Party secretary-general Stanley Jugol said Lagong was a current member of SNAP and had contested in Pelagus due to a last-minute change in strategy.
Jugol said Lagong was originaly slated to contest under the SNAP ticket in the remote Baleh constituency against Parti Rakyat Sarawak (PRS) president James Masing.
“We had announced Lagong’s name for the Baleh seat at our earlier press conferences. Lagong is a SNAP member.
“But at the last minute, he decided to switch strategy and contest in Pelagus because of family pressure, ” he said, adding that Lagong is Larry Sng’s nephew. Partyless Sng was dropped by BN from contesting this time.
Jugol explained that when Barisan Nasional (BN) failed to name Sng as a candidate, his family had immediately contacted Lagong and told him to contest in Pelagus.
“It all happened very fast. SNAP was aware of Lagong’s decision and agreed for him to contest in Pelagus under SNAP ticket.
“But due to logistical reasons – Baleh is very far upriver from Kapit – we could not deliver him the letter of authority in time for him to submit his nominations in Pelagus as a SNAP candidate.
“So Lagong contested as an independent but he is a SNAP member,” Jugol told FMT, adding that Lagong had given SNAP permission to announce this fact.
Jugol, however, did say that although Lagong was a SNAP representative, it would not be recognised in the State Legislative Assembly.
“In the state assembly he will be considered an independent because he won the seat as an independent,” Jugol added.

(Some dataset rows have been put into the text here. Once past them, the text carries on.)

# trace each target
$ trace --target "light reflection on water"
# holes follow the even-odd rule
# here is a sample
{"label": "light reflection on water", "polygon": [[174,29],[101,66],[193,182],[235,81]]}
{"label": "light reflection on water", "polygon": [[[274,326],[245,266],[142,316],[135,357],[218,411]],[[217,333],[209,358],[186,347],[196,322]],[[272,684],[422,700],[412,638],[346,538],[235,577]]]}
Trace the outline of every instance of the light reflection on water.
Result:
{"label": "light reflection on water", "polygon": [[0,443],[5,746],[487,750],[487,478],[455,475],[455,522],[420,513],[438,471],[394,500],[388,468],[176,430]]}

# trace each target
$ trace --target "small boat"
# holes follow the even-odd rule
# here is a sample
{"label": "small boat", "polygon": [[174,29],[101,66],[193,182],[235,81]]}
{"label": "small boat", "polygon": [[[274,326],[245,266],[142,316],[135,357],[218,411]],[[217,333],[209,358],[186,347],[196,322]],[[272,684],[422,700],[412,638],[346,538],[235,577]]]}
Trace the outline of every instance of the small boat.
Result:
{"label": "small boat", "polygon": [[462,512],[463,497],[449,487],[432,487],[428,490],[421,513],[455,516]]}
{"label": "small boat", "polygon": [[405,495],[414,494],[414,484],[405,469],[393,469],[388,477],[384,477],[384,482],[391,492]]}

Lagong was the only independent among 41 independents who won a seat in the recent Sarawak state election.
He defeated BN-PRS candidate Stanley Nyitar by 2,837 votes. Lagong secured 5,740 votes against Stanley’s 2,903.
The PKR candidate, Edward Sumbang Asun, managed to secure 1,171 votes.
SNAP not wiped out
In 2006, Sng won the seat under a PRS ticket but Masing sacked him from the party in 2009 for insubordination.
Sng has been partyless since and Masing’s adamant refusal to accept him back into PRS or for that matter allow any other BN partners to accept him resulted in BN dropping him as a candidate despite Sng being Taib’s blue-eyed boy.
Masing has blamed PRS’ loss in Pelagus in Saturday’s election to “money politics”.
“The pride of the poor communities is as deep as their pockets. This is most evident in politics,” he had said.
Yesterday, SNAP president Edwin Dundang had announced that the party was not “wiped out” in the election as widely reported.
“Lagong contested in Pelagus with the full knowledge of the party. When he was unable to get the letter of authority from me, he had to contest as an independent.
“He could not be present today at the meeting as he had some commitment,” he said, dispelling rumours that Lagong was open to offers from other BN coalition partners.
Word here is that Lagong, who is currently in Brunei, is being wooed by Masing who is eyeing the post of deputy chief minister.
Except for Pelagus, PRS won all its eight out of nine seats contested in Saturday’s polls.
Masing is bent on getting Lagong and bolstering his party’s credentials as having delivered 100% of its seat.
Sarawak Democratic Progressive Party (SPDP), another Dayak-dominated BN component, won six out of eight seats it contested.